Use of Wagtail's reference index

Wagtail's reference index is used to track when images and documents (and other objects) are referenced by pages (and other objects).

The reference index is automatically populated via handlers connected to the post_save signal for all registered models.

When publishing or unpublishing a page (or other type of 'publishable' object), object-level changes are saved before any published, or unpublished or signals are emitted. So, as long as we use these signals to review the privacy of referenced media, we can be sure that the reference index will be up-to-date.

Compatibility with upstream caching

Because serve view responses and direct file urls can be cached, it's important that when the privacy of a media item changes, the cache is invalidated for any affected URLs. In environments where Wagtail's front-end-cache app is configured, all relevant URLs should be collected into a batch and sent to the relevant backend to initiate purging.

Adding private media support to a new model

To add private media support to a new model, simply include the PrivateMediaMixin mixin in the model's parent classes, and then implement a get_privacy_controlled_files() method which returns the values of all of the file field values you wish to protect.

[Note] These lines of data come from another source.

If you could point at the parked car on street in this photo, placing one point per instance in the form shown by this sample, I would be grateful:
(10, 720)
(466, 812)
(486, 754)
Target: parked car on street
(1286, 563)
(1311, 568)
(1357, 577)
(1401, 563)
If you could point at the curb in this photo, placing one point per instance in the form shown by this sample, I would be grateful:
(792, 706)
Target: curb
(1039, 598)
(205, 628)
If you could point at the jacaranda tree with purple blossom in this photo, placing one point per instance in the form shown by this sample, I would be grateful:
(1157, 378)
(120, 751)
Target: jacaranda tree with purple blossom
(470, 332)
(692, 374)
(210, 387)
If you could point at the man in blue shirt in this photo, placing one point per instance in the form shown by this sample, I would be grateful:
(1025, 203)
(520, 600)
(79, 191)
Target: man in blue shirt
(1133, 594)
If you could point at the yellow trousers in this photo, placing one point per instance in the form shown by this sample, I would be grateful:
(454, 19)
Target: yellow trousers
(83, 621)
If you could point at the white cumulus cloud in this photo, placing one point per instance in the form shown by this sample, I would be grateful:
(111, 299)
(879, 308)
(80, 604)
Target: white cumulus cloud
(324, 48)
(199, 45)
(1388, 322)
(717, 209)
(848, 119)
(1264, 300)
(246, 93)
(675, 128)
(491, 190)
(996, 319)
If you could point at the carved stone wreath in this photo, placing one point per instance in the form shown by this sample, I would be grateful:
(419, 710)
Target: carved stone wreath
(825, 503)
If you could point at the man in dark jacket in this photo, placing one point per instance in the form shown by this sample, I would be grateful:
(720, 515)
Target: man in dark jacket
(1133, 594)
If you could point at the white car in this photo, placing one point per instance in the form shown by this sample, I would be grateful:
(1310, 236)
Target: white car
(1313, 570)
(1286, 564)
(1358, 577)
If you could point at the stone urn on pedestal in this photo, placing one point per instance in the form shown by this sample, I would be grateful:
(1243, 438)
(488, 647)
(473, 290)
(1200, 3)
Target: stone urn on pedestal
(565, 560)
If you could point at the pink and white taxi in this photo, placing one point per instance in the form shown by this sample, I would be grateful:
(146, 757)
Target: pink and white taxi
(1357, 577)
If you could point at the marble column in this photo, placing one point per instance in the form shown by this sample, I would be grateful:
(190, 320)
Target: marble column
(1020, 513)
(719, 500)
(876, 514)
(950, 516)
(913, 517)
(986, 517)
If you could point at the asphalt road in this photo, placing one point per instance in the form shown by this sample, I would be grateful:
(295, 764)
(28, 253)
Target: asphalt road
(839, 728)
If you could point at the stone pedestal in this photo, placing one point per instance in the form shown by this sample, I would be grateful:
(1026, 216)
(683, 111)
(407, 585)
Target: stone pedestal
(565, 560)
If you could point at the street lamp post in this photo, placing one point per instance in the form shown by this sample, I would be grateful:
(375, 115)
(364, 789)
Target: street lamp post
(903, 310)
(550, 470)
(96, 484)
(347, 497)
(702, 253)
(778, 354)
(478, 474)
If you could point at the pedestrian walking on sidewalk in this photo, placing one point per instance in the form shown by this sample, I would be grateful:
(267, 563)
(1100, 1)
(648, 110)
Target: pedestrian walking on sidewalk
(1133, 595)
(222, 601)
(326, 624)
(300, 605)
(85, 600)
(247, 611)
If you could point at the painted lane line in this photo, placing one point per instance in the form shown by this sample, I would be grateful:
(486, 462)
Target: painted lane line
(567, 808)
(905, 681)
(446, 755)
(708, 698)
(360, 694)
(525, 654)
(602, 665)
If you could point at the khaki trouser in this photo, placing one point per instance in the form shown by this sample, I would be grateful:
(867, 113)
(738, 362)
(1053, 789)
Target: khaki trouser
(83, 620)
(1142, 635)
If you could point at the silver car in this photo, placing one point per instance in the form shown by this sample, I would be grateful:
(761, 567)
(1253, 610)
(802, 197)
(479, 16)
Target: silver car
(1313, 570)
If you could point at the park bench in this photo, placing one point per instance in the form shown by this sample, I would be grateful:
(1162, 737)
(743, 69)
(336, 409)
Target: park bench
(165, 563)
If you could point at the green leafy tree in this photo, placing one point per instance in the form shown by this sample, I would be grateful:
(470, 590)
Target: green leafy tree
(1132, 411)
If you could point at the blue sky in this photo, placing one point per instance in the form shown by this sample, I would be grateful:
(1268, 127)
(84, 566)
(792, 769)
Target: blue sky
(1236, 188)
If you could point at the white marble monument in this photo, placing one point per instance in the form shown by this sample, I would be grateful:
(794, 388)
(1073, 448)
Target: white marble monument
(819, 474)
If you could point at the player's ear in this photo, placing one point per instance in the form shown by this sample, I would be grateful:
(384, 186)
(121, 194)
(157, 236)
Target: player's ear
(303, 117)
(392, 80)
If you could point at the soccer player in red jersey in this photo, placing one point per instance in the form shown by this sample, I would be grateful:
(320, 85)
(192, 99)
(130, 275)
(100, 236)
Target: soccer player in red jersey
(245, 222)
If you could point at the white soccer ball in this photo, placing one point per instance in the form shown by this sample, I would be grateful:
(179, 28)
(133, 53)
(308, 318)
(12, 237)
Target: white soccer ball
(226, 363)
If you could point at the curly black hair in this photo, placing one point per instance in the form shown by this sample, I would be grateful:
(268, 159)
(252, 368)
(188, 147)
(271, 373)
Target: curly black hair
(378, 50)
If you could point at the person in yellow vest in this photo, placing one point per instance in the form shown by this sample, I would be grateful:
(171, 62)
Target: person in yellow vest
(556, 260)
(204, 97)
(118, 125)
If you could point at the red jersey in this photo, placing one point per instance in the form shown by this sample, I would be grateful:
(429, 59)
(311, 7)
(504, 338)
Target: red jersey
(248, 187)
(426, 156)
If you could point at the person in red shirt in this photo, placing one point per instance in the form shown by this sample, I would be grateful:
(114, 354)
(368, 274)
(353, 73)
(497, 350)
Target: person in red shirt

For example, if you had a Chart snippet model with thumbnail_image and data_csv fields that you wanted to protect, the final class definition might look like this:

from typing import TYPE_CHECKING, Iterator
from django.db import models
from wagtail.snippets.models import register_snippet

from cms.private_media.models.images import PrivateMediaMixin


if TYPE_CHECKING:
    from django.db.models.fields.files import FieldFile


@register_snippet
class Chart(PrivateMediaMixin, models.Model):
    ...
    thumbnail_image = models.ImageField()
    data_csv = models.FileField()

    def get_privacy_controlled_files(self) -> Iterator["FieldFile"]:
        """Return an iterator of the files that should be protected."""
        yield self.thumbnail_image, yield self.data_csv

Depending on the type of model, it might also be necessary to register the model with Wagtail's reference index (Though, this shouldn't be neccessary for snippets).

The default model manager inherited from PrivateMediaMixin implements all of the methods required for keeping privacy up-to-date, and the existing signal handlers that listen for content changes will start looking for references to your model instances, and trigger privacy updates accordingly.